Discovery of new small molecules inhibiting 67 kDa laminin receptor interaction with laminin and cancer cell invasion

• Published in: Oncotarget Vol. 6; no. 20; pp. 18116 - 18133
• Main Authors: Pesapane, Ada, Di Giovanni, Carmen, Rossi, Francesca Wanda, Alfano, Daniela, Formisano, Luigi, Ragno, Pia, Selleri, Carmine, Montuori, Nunzia, Lavecchia, Antonio
• Format: Journal Article
• Language: English
• Published: United States Impact Journals LLC 20.07.2015
• Subjects: Aniline Compounds - chemistry; Aniline Compounds - pharmacology; Antineoplastic Agents - chemistry; Antineoplastic Agents - pharmacology; Cell Adhesion - drug effects; Cell Movement - drug effects; Computer Simulation; Computer-Aided Design; Dose-Response Relationship, Drug; Drug Discovery - methods; HEK293 Cells; Humans; Laminin - antagonists & inhibitors; Laminin - metabolism; Models, Molecular; Naphthols - chemistry; Naphthols - pharmacology; Neoplasm Invasiveness; Neoplasms - drug therapy; Neoplasms - metabolism; Neoplasms - pathology; Protein Binding; Protein Conformation; Receptors, Laminin - antagonists & inhibitors; Receptors, Laminin - chemistry; Receptors, Laminin - metabolism; Research Paper; Ribosomal Proteins - antagonists & inhibitors; Ribosomal Proteins - chemistry; Ribosomal Proteins - metabolism; Signal Transduction - drug effects; Structure-Activity Relationship; Transfection; laminin; laminin receptor; cell adhesion; small molecules
• ISSN: 1949-2553; 1949-2553
• DOI: 10.18632/oncotarget.4016

The 67 kDa laminin receptor (67LR) is a non-integrin receptor for laminin (LM) that derives from a 37 kDa precursor (37LRP). 67LR expression is increased in neoplastic cells and correlates with an enhanced invasive and metastatic potential.

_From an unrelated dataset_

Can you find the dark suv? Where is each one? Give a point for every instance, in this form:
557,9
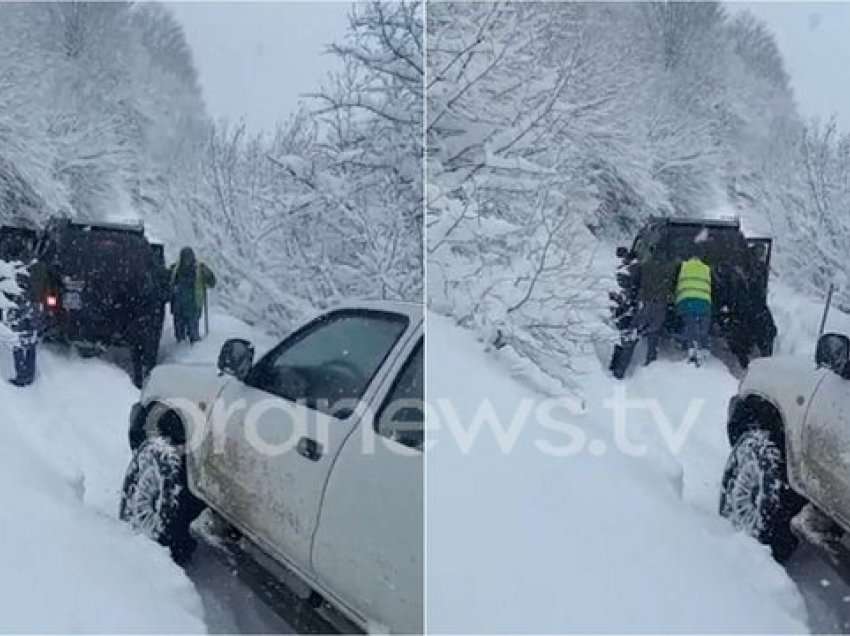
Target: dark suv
101,285
740,268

We used structure-based virtual screening (SB-VS) to search for 67LR inhibitory small molecules, by focusing on a 37LRP sequence, the peptide G, able to specifically bind LM. Forty-six compounds were identified and tested on HEK-293 cells transfected with 37LRP/67LR (LR-293 cells). One compound, NSC47924, selectively inhibited LR-293 cell adhesion to LM with IC50 and Ki values of 19.35 and 2.45 μmol/L. NSC47924 engaged residues W176 and L173 of peptide G, critical for specific LM binding. Indeed, NSC47924 inhibited in vitro binding of recombinant 37LRP to both LM and its YIGSR fragment. NSC47924 also impaired LR-293 cell migration to LM and cell invasion. A subsequent hierarchical similarity search with NSC47924 led to the identification of additional four compounds inhibiting LR-293 cell binding to LM: NSC47923, NSC48478, NSC48861, and NSC48869, with IC50 values of 1.99, 1.76, 3.4, and 4.0 μmol/L, respectively, and able to block in vitro cancer cell invasion. These compounds are promising scaffolds for future drug design and discovery efforts in cancer progression.